Kohlrausch's law of independent migration of ions says that when an electrolyte is spread out to infinite dilution, the cation and the anion each carry current on their own without disturbing one another. So the limiting molar conductivity of the whole electrolyte is just the cation's share plus the anion's share:
\[ \Lambda^\circ_m = \nu_+ \lambda^\circ_+ + \nu_- \lambda^\circ_- \]
where each ion brings its own fixed contribution.
Step 2: the easy case of a strong electrolyte.

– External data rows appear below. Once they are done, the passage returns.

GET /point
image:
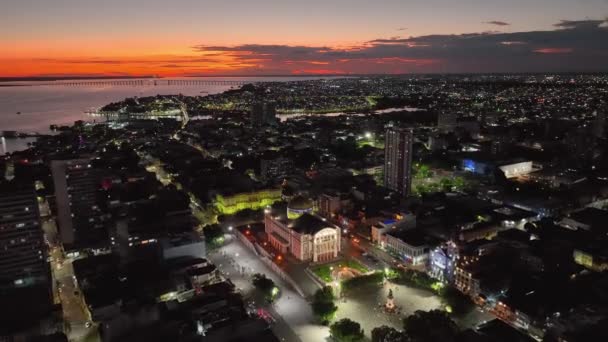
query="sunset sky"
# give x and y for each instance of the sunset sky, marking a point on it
(255, 37)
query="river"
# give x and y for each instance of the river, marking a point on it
(40, 106)
(32, 107)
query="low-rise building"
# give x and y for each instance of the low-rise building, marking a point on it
(410, 246)
(308, 237)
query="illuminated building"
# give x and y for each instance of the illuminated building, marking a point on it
(228, 203)
(298, 206)
(410, 246)
(308, 238)
(398, 160)
(76, 185)
(22, 249)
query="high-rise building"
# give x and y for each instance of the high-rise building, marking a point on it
(398, 160)
(22, 249)
(75, 193)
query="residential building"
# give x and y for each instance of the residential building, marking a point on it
(22, 250)
(398, 160)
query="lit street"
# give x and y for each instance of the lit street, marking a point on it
(297, 323)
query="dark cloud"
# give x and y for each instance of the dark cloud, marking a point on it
(580, 24)
(573, 46)
(497, 23)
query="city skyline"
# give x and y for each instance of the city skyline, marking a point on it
(205, 38)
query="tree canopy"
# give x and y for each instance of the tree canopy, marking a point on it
(346, 330)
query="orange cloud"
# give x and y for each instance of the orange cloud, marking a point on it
(554, 50)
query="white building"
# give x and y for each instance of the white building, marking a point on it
(308, 237)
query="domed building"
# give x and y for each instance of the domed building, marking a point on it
(298, 206)
(307, 237)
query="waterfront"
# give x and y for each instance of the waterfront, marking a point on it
(9, 145)
(41, 106)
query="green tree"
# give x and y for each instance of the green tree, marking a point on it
(459, 303)
(430, 326)
(346, 330)
(323, 305)
(387, 334)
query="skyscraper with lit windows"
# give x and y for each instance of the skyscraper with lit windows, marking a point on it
(22, 249)
(398, 145)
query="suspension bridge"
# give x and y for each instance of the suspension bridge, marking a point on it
(137, 83)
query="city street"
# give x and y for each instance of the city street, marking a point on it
(294, 317)
(66, 291)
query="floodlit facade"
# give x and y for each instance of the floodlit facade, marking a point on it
(308, 238)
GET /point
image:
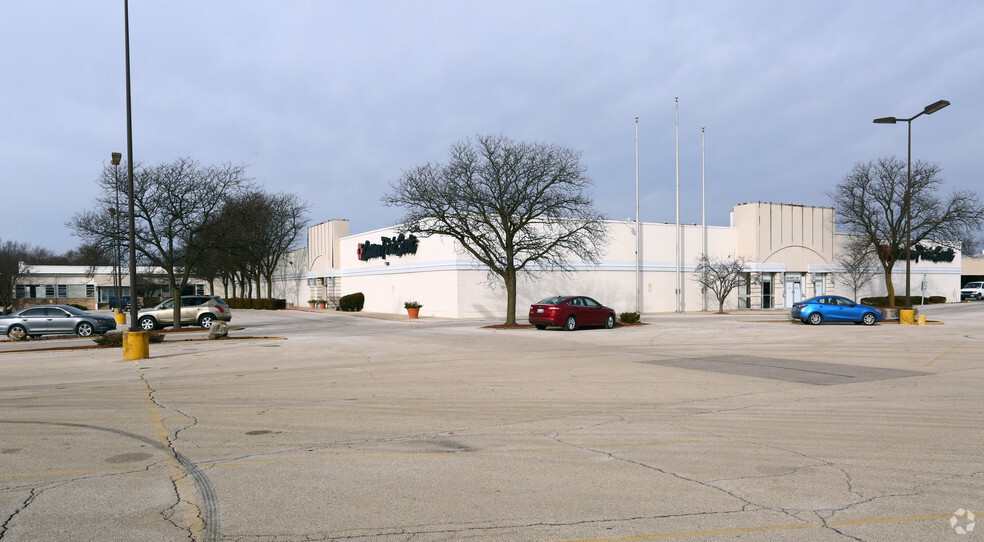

Picture a graph of molar conductivity against the square root of concentration. For a strong electrolyte such as KCl, the ions are already fully free, so as we dilute it the points fall along a gentle, almost straight line. We simply extend that straight line back to zero concentration and read off the value where it meets the axis. That value is $\Lambda^\circ_m$.
Step 3: why a weak electrolyte refuses this trick.
A weak electrolyte like acetic acid is hardly split into ions at ordinary concentrations, and it only ionises fully when it is enormously diluted. Because of this, its curve does not run straight; near very low concentration it suddenly shoots steeply upward. There is no neat straight portion to extend, so trying to extrapolate gives a useless guess. Instead we find its $\Lambda^\circ_m$ indirectly, by adding up the known ionic conductivities using Kohlrausch's law.
The weak-electrolyte curve bends sharply, so we use ion values rather than extrapolation.